VII Edición

Curso 2010 - 2011

Alejandro Quintana

Pequeños soldados

Lucía Conde, 15 años

                 Colegio Ayalde (Bilbao)  

-¡Rápido, rápido! –exclamó entre susurros el oficial.

Ambos recorrieron, agachados, el trecho que les separaba del punto seguro más cercano: un grupo de árboles cuyos gruesos troncos servirían de escudo temporal. Fueron los diez metros más largos de su vida.

El cabo apoyó la espalda con brusquedad, jadeante, pero apreciando un punto de inflexión en aquella misión interminable. La veteranía y experiencia del oficial, no tan confiado como aquel joven, le impidieron la tregua y aguardó ladeado tras el tronco, con el hombro apoyado y el arma en alto. Intentó mantener una respiración acompasada y silenciosa que no les delatara.

El oficial no conocía al muchacho que tenía a su lado. Su juventud le daba un aire inexperto, pero tuvo que reconocer su resistencia física y mental al haber aguantado en pie tanto tiempo. Aquella no era una misión rutinaria.

-¿Nombre? –preguntó el oficial sin mirarle.

-Iván Mendoza, cabo. ¿Es usted el comandante José Cortázar?

El oficial asintió, sin mudar la expresión concentrada. Observó detenidamente a su alrededor.

-¿Queda alguien más de su escuadrón? –preguntó Cortázar, aun conociendo la respuesta.

-No, señor, todos están… -El cabo no pudo reprimir el agobio y el nerviosismo que sentía, que salieron de su cuerpo a través de un tono de voz entrecortado. Debía mantener la compostura o, si no, perdería la visión objetiva necesaria en un militar.

-Cómo he podido… permitirlo… lo sabía, y… cómo… -El comandante hablaba más para sí mismo, mientras introducía con suma lentitud nuevas balas en el fusil, preparándose para el enemigo cada vez más cercano-. Así que –alzó el arma- sólo quedamos nosotros dos.

-Sí –musitó el cabo Mendoza, sujetando su carabina con manos temblorosas.

-Bien. –Cortázar clavó sus pupilas en las del muchacho, quien no pudo evitar un escalofrío ante el iris de un azul helador en una tez tintada de polvo y tierra-. ¿Estás preparado?

El oficial no esperaba más respuesta que el brillo de la adrenalina, el odio y el temor en los ojos de un joven que no había vivido lo suficiente.
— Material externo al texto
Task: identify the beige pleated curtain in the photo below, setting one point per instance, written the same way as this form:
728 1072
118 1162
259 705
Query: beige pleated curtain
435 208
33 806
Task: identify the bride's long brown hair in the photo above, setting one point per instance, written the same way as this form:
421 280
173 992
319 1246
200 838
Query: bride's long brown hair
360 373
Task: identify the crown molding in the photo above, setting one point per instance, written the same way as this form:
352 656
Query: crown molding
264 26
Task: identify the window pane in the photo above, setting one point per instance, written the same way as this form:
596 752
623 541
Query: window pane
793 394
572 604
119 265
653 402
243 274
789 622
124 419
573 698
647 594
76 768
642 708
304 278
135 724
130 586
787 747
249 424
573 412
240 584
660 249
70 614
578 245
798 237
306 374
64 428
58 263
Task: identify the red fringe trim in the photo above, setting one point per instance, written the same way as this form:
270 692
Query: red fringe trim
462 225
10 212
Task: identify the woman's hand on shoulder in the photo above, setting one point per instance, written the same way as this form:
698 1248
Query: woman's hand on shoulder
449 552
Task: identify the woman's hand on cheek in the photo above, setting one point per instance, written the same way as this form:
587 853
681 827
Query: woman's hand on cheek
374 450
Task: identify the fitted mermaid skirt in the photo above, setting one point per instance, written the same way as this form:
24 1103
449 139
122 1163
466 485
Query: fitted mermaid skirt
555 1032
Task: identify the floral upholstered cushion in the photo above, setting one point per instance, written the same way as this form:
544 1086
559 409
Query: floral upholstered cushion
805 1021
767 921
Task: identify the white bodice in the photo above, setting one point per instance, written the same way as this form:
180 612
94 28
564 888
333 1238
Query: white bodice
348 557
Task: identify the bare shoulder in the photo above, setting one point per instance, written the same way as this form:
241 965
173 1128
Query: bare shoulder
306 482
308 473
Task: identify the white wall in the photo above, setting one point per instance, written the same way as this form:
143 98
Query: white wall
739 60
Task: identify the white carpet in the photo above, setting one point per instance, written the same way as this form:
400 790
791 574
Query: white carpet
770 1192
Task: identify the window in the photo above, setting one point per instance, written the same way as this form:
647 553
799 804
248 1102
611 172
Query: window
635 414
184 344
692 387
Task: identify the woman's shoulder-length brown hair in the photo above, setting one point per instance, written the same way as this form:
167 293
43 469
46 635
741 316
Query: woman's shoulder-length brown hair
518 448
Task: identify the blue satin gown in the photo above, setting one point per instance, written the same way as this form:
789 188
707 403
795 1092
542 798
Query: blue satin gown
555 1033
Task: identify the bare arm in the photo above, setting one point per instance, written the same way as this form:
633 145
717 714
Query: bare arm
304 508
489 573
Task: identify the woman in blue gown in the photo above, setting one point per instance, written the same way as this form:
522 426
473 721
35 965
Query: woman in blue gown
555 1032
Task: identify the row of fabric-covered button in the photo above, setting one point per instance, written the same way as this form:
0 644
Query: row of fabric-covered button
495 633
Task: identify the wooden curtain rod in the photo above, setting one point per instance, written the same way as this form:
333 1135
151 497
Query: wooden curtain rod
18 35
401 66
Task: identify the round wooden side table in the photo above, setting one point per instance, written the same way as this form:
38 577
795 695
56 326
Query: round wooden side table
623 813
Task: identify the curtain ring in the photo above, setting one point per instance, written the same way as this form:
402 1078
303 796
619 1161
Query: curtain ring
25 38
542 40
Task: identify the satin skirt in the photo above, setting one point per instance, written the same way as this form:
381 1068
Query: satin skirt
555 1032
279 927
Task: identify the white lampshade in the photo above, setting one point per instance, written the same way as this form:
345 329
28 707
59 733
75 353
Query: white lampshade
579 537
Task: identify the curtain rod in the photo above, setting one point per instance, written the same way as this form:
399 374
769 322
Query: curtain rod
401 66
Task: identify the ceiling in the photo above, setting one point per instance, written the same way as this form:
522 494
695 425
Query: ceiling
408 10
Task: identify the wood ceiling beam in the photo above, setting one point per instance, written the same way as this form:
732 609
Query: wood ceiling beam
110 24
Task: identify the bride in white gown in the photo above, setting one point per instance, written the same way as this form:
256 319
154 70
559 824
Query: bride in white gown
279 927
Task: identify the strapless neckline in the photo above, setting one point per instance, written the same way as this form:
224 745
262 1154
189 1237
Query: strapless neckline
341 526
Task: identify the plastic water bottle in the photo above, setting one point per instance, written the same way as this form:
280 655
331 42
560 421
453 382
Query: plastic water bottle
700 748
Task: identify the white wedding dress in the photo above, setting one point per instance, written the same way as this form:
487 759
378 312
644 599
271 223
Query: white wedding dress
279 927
Pero allí estaba, con el arma en ristre, dispuesto a dar lo poco que le quedaba a un territorio hostil.

Ya percibían los gritos, carreras y disparos de los enemigos. Saboreaban una victoria próxima.

Iván Mendoza asintió. El comandante se llevó los dedos índice y corazón a la frente, como saludo final.

-Adelante.

Y con un movimiento rápido, pero sabiendo que probablemente sería su último gesto, salieron a descubierto. La luz solar les deslumbró. Iván entrecerró los ojos. Creyó ver un destello metálico y tras él un rostro. Un impacto seco en su estómago. Y después…

-¡José, Iván! ¡A comer! Vamos, deprisa, que se enfría.

-Pero mamá…

-Nada de “peros”. A comer. ¿Y esas caras tan sucias? –La mujer se acercó a José y frotó con una esquina de su delantal la cara del pequeño-. ¿Pero dónde os habéis metido? ¿Os habéis caído?

-Estábamos jugando a soldados –se excusó Iván.

-A soldados… -la madre suspiró, resignada-. ¿Y para jugar a soldados tenéis que rebozaros por el suelo?

-En cuestiones de vida o muerte, la suciedad es algo sin importancia –rezongó José con el vocabulario y el tono de voz más solemne que podía conseguir con nueve años.

-Algo sin importancia… Díselo a tu pobre madre que ahora tiene que limpiar toda esa tierra y verdín. Anda, entrad en casa y cambiaos de ropa.

Los niños corrieron hacia la puerta, con la mente en otra parte, en una colección de nuevas ideas e historias que revivir por la tarde. ¿Un duelo de caballeros medievales? ¿Un western? En aquel momento, las posibilidades parecían infinitas. Y su infancia, también.